Multilingual Translation with Extensible Multilingual Pretraining and Finetuning
This paper presents a paper on multilingual translation using a methodology involving extensible multilingual pretraining and finetuning, focusing on the effectiveness of multilingual finetuning as opposed to traditional bilingual finetuning. The authors advance the existing capabilities of the mBART model by expanding its multilingual abilities, thereby proposing an approach that accommodates 50 languages, compared to the original 25. This extension is achieved without negatively impacting performance on the languages originally supported by mBART.
Methodology
The core methodology involves leveraging multilingual pretraining through mBART, which initially encodes monolingual data for 25 languages in a sequence-to-sequence setting. The significant augmentation occurs during the finetuning phase, where rather than adapting the model to a single language pair, the approach extends the model to cater to multiple language pairs simultaneously through multilingual finetuning.

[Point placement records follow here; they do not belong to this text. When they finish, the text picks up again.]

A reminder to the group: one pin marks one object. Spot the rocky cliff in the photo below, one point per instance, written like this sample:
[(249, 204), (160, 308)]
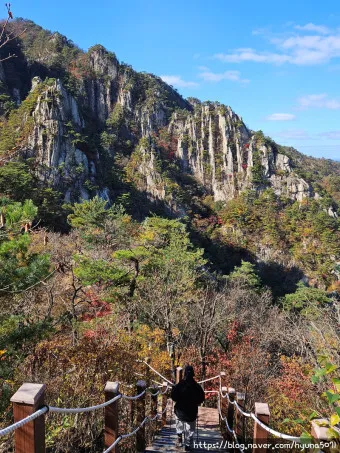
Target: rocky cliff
[(95, 107)]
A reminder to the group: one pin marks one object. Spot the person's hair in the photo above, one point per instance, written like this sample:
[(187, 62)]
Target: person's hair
[(189, 372)]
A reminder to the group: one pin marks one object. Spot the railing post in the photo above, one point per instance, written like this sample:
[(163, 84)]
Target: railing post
[(111, 415), (147, 372), (239, 423), (223, 375), (224, 405), (231, 410), (164, 402), (179, 374), (154, 401), (140, 409), (260, 434), (30, 438)]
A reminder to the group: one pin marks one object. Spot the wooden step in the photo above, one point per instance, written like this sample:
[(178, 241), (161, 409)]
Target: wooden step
[(208, 432)]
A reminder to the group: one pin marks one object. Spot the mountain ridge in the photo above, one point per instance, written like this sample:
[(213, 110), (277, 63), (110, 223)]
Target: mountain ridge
[(83, 124)]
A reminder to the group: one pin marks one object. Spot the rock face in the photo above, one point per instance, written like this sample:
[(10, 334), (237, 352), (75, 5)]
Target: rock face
[(211, 141), (217, 148)]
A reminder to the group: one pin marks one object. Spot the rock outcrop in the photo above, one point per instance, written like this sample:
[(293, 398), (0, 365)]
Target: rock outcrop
[(102, 96)]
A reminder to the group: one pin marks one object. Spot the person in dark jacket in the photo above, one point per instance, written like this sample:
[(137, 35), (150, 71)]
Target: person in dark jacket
[(188, 395)]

This method is particularly advantageous for low-resource languages that lack substantial bitext, as it relies on an enriched pretraining dataset that includes monolingual corpora, such as those derived from Commoncrawl and Wikipedia.
Benchmarks and Evaluation
To facilitate research and achieve rigorous testing, the authors introduce the ML50 benchmark, covering an extensive spectrum of languages categorized by resource availability. This benchmark standardizes the training and evaluation conditions across languages, enabling researchers to assess machine translation performance consistently. Through this benchmark, the authors reported an average improvement of 1 BLEU point over existing multilingual models trained from scratch. Notably, low-resource languages showed improvements of up to 18 BLEU points in the multilingual finetuning setting.
Results and Implications
Multilingual finetuning outperforms traditional bilingual finetuning, particularly in many-to-one language pair settings, with the most significant gains evident for low-resource languages. The finetuning approach not only improves translation quality but also offers substantial efficiency benefits by consolidating multiple translation directions into a single model, thereby reducing the computational footprint. This methodology provides a potent strategy for scaling neural machine translation (NMT) systems to support an increasing number of languages without the computational cost of training from scratch.
Future Directions
While the paper highlights substantial gains, the challenges associated with translation into many languages (one-to-Many) remain, suggesting further investigation into model capacity and multilingual model design efficiencies will be beneficial. Future work could explore the integration of even more languages and potentially domain-specific adaptations of the model to enhance quality and applicability. The release of mBART50 as a community resource fosters continued research in multilingual NMT, supporting innovative approaches that bridge language barriers in the global communication landscape.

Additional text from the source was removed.